@shush thanks for sharing, I’ve been thinking along the same lines myself, but am not knowledgeable enough. One of the problems I’ve encountered, is that by sharing private keys (or “ways to unblind”) with other participants, these participants would be able to also decrypt the original message (the unaggregated transaction), wouldn’t they?
In my thinking so far, I’ve seen a lot of similarities between this problem and the Mental Poker problem, and the various decentralised shuffling protocols that’s come out of this, where an output/kernel would be the equivalent of a card to be shuffled. A big difference being that the exact deck of cards is not known to the participants in advance.
Virtue poker’s description of how they do the shuffle at the poker table seems relevant and interesting here.
Ignoring the DoS risk, tx validation, and other separate problems, if the main objective is to join inputs, outputs, and kernels in a way where the central party cannot trace the unjoined transaction back to a particular user, imagine a protocol where:
-
Each input, output, and kernel, are equivalent to cards in three distinct decks (blue, red, green cardbacks), and a “player” is a user, and the GrinJoin server is the “dealer”.
-
Each player first encrypts their own transaction(s) accordingly, hiding the true value of each card, and is equivalent of putting a “lock” on the cards.
-
There is a protocol where players share the encrypted cards with each other, each player put its own locks on all of the cards, and shuffle them. At the end of this, nobody will know the true order of the deck.
-
The GrinJoin server receives all the cards, does a shuffle, and puts their own lock on the cards.
-
Similar to 3, the cards are now shared sequentially amongst the players, but now the players remove their own individual locks.
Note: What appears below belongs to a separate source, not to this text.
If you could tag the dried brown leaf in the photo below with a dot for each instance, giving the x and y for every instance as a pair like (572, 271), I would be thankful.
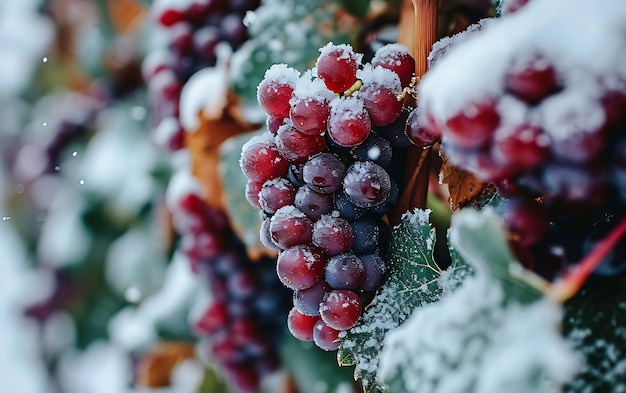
(156, 366)
(463, 186)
Still, the last player receiving the cafrds cannot see their face value, as they still have the lock of the GrinJoin server.
-
Finally, the last player sends the cards to the GrinJoin server, who can remove its own final lock and now has a verifiably shuffled deck without knowing which input/ouput/kernel are associated.
I don’t know if any of this makes sense, and it’s probably needlessly complicated. But each player would only need to trust themselves to shuffle the deck correctly in order for the outputs to be mixed.